Yes, but then again, those without a gift for prophecy had called Apple's impeding DOOM several times a year since 2001.

3 comments

Yeah, and those people's wrongness was pretty well-established by Apple's ever-increasing sales, revenues, and establishing new market categories. All of which have ended.

I have, I think, a pretty nuanced view of Apple. It's looking increasingly like 2015 was the best year ever for Apple. 2016 was worse, and there's very little sign that 2017 will be better than 2016. That said, 2015 was the high water mark for a uniquely valuable company with a uniquely valuable product. There's a lot of value in Apple that doesn't require being literally the single most successful year in, like, the history of capitalism.

And I think that most of Apple's decline is due to secular, external forces -- basically, the maturation of the smartphone market -- not because Cook is fucking up. Probably any CEO Apple had would have had pretty similar results -- or worse ones.

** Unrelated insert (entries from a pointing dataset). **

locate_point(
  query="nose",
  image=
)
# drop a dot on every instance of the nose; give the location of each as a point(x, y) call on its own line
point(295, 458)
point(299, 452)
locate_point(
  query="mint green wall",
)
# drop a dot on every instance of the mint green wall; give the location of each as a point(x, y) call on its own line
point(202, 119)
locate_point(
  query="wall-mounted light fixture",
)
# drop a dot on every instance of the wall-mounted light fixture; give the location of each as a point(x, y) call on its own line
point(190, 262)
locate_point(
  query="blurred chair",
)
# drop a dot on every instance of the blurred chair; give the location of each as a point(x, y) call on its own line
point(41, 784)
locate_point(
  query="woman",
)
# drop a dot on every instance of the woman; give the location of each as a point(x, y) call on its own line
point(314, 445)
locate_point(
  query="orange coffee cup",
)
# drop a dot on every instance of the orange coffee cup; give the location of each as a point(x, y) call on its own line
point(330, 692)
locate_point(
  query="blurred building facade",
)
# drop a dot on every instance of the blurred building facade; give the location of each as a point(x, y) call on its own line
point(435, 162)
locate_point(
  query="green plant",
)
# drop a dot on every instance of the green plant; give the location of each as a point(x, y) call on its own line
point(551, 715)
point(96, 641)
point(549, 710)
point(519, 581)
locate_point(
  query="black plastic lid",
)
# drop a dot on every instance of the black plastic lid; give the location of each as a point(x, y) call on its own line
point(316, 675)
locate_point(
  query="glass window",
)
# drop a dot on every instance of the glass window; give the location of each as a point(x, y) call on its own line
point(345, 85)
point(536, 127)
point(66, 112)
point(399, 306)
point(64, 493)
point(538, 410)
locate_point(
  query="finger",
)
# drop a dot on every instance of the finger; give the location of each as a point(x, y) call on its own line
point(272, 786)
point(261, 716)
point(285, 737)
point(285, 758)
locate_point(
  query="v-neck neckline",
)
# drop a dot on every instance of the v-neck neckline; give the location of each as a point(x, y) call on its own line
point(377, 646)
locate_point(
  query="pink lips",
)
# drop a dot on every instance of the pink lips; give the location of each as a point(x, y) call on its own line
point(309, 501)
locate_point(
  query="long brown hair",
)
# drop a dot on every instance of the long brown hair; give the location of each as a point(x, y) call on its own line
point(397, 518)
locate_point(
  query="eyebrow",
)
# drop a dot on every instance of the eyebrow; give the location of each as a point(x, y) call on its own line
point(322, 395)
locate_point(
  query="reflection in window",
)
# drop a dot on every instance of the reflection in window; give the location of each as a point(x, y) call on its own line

But that said, all the people who are like, "What? No, there are no problems with Apple" are obviously wrong on the face of it. iPhone sales are falling. iPad sales fell off a cliff more than a year ago. The Apple Watch has not been successful enough for Apple to even tell us how many units were sold. This is not the picture of the company in 2007, 2010, 2012, 2014.

Yes. And this is where people that are Apple investors have to try and sort out which side are they on: those that think the doom answer is correct will sell (or short) the stock and those that are on what seems to be your side (yes, I might be wrong) will buy. Over time, those that are right will profit (or at least not lose) and those that are wrong will (should) eat their misguided notions. Anyone else... simply is armchair quarterbacking and frankly, doesn't matter.

I am in the "doesn't matter" category... I'm less interested in Apple (I'm not an investor in Apple, in any sense of the word, nor even a customer) and more interested in how perceptions about a companies are formed and how companies in similar circumstances can have very different conclusions drawn about them. Emotional appeal, brand loyalties, etc. can have some interesting influences in this regard.

That doesn't mean they'll be wrong forever.
No, a broken clock is also right twice a day.